There's a very healthy and positive debate among the three alphabet companies—STR, PwC and PKF—that keep track of hotel industry performance. The question is exactly how fast the lodging industry is recovering, at least judged by forecasted 2011 growth in RevPAR.
All three firms recently revised their outlooks and unveiled them at this week's ALIS Summer Summit in Dallas. The results: PKF says RevPAR will improve by 6.9% this year; PwC pegs the increase at 7.6%; while the usually conservative STR says this key industry measure will rise a very healthy 8.0% this year.
Of course, while these rosy forecasts are music to the ears of hotel owners, developers, lenders and operators, there is one disturbing trend buried in the data: Despite record demand for hotel rooms and low levels of new hotel openings, average rates are barely inching up. But even here there's some good.
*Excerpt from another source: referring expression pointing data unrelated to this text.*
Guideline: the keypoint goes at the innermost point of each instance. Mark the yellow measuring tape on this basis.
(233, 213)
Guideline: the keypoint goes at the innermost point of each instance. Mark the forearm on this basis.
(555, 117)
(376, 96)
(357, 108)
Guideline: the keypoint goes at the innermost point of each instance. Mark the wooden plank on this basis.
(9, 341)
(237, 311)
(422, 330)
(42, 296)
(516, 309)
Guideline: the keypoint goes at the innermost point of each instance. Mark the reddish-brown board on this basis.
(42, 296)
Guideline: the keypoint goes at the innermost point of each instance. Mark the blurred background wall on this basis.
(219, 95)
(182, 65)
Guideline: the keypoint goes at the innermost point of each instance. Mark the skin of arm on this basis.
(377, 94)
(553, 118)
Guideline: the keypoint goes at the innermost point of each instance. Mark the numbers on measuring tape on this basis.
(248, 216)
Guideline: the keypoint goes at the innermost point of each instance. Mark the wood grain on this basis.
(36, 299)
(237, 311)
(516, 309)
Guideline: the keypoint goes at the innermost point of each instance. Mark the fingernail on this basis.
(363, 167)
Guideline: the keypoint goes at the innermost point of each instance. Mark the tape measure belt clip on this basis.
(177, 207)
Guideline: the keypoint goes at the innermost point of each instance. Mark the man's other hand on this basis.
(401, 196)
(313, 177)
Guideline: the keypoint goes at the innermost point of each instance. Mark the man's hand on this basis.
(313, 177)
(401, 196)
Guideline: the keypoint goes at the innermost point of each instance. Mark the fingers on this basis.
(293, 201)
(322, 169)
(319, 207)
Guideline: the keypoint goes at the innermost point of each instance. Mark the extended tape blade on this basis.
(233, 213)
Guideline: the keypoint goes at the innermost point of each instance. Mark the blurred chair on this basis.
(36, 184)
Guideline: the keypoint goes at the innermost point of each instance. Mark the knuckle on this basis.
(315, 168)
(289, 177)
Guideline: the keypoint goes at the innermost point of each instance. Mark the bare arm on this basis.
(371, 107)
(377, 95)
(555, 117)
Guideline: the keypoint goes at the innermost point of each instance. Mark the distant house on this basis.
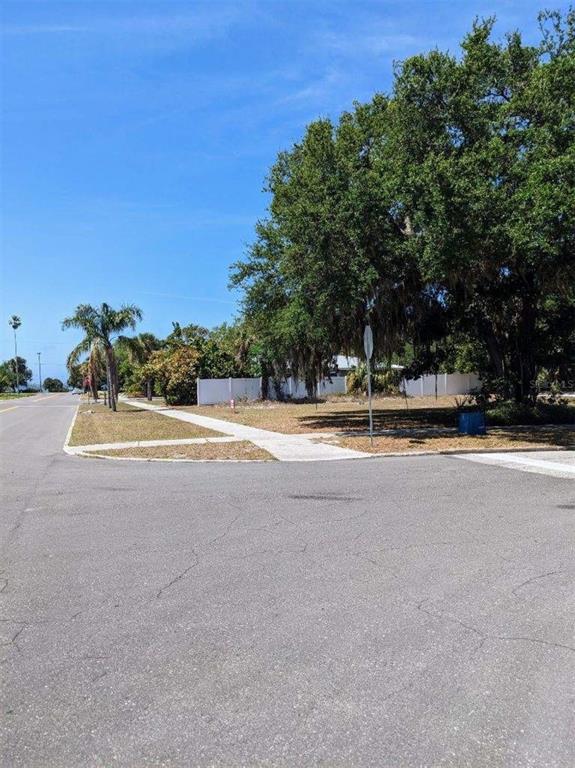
(342, 365)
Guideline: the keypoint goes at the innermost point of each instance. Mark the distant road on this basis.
(385, 612)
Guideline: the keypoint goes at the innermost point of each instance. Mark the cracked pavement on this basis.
(393, 612)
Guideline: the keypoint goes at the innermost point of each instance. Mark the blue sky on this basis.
(137, 135)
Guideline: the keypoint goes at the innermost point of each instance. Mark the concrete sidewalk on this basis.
(282, 447)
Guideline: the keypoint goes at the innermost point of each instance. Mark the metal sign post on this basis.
(368, 348)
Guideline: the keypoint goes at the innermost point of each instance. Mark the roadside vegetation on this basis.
(350, 414)
(497, 439)
(14, 395)
(95, 424)
(440, 213)
(241, 450)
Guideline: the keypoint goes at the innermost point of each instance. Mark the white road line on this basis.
(524, 463)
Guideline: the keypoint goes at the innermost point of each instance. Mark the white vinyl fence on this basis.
(447, 384)
(211, 391)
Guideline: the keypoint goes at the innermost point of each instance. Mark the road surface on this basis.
(385, 612)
STR's Senior Vice President Jan Freitag said more transient rooms will be sold in 2011 than in the pre-recession high-water-mark year of 2007. And although rates remain far below that peak year, hoteliers can change them quickly if they have the will to do so. Group demand is nearly back to 2007 levels, too, but rates will remain low until customer-friendly contracts signed during the downturn burn off. Of course, hoteliers still need to muster the courage to negotiate tougheras meeting clients look for future space.
Dr. Jack Corgel, Cornell University professor and senior advisor to PKF Hospitality Research, had an optimistic take on the state of leisure business. He says leisure business has held up, and should continue to do so, because while unemployment among unskilled workers is around 25%, it's only 4% among consumers with college degrees, a group that tends to travel a lot more for pleasure.